第11話もう一人の病人
――ピンポーンと、チャイムが鳴ったのは午前7時半。夏樹が流し台でフライパンの焦げ目と格闘している時だった。
「はーいっ。って、なんだよこんな朝早くに――」
夏樹は水を止めてタオルで手を拭くと、冬陽がテレビに夢中なのを確認して玄関へ向かった。
「はーい。……って、君は――」
夏樹の目に飛び込んできたのは、最近知り合った少女だった。
明るい栗色の髪をショートカットにした、活発そうな意志の強い瞳の少女。彼女はじっと夏樹のことを見上げると、ぺこりと頭を下げた。
「朝早くにすみません。ボクは小日向若菜と言います。お兄さんと冬陽ちゃんに用事があってやってきました」
「あ。こちらこそ、遠路遥々お越しいただきありがとうございます」
12歳とは思えないような丁寧な態度に、思わずこちらも畏まった対応をしてしまう。
「それで、えっと……君は――」
「若菜です。若菜と呼んでください。お兄さん」
活発そうな見た目とは裏腹に、若菜は丁寧で落ち着きのある話し方をする。夏樹は少々戸惑ったが、疑問に思ったことを問いかけた。

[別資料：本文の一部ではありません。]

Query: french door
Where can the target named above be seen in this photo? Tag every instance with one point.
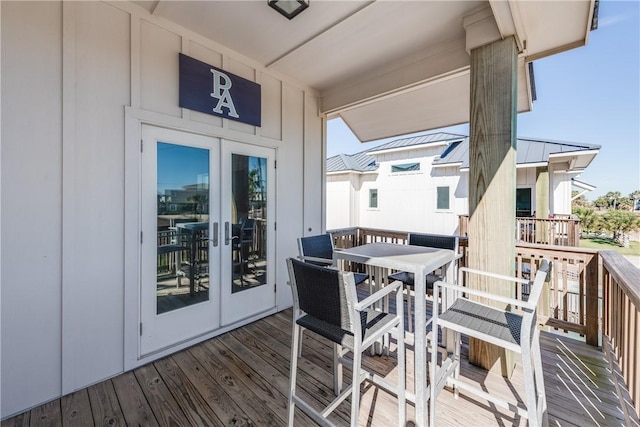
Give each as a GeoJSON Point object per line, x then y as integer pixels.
{"type": "Point", "coordinates": [206, 235]}
{"type": "Point", "coordinates": [248, 212]}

「んじゃ、若菜ちゃん、こんな朝早くに一人でここまで? よくここが分かったね」
「いえ、ボク一人ではありませんよ。ただ、なんだか恥ずかしがっているようなので……」
「恥ずかしがる?」
一体何のことだろうか。
「少し待っていてください。今呼びますんで。ねーさーん! お兄さん出てきたよー! いつまで階段の陰に隠れてるのー!」
若菜の台詞が終わるのと「ひうっ!?」という奇声が聞こえたのは同時だった。
若菜が首を向けている方に、夏樹もまた玄関から身を乗り出して首を向けた。何がいるのかと目を凝らしてみると、廊下の突き当たりにある連絡階段の影から、見覚えのある少女がこちらを覗いていた。
「ん? おーい。なにしてんだ小日向ぁー」
「わ、わわわわっ! は、春野くん!?」
名前を呼ばれて飛び上がったのは、クラスメイトで若菜の姉でもある小日向楓だった。
夏樹の隣で、ジト目の若菜がため息をつく。
「……姉さんったら、はじめて男の子の家に行くって緊張していて……。あのままじゃ埒が明かないんで呼んできてもらえませんか?」
「お、おう。分かった。それじゃあ、若菜ちゃんは先に家に入っていてくれないか? 冬陽もきっと喜ぶから」
「はい。それじゃあ遠慮なく、お邪魔します」
若菜を家に入れた夏樹は、サンダルを履いて小日向を迎えに行く。
紺のセーラー服姿の小日向は、連絡階段の隅で顔を真っ赤にして夏樹を見上げた。
男子の家に初めて来たと言っても、小日向にとって、この家は夏樹の家であると同時に親友である冬陽の家でもある。来たことくらいあるはずなのだが……。
夏樹は一応手を差し出して、小日向に言った。
「冬陽のために、わざわざ来てくれてありがとな。あんまり時間も無いけど、ゆっくりしていってくれないか?」
「……う、うん。春野くんが、そう言うなら……お邪魔させてもらうかな」
もじもじとする小日向を連れて、夏樹は家に戻る。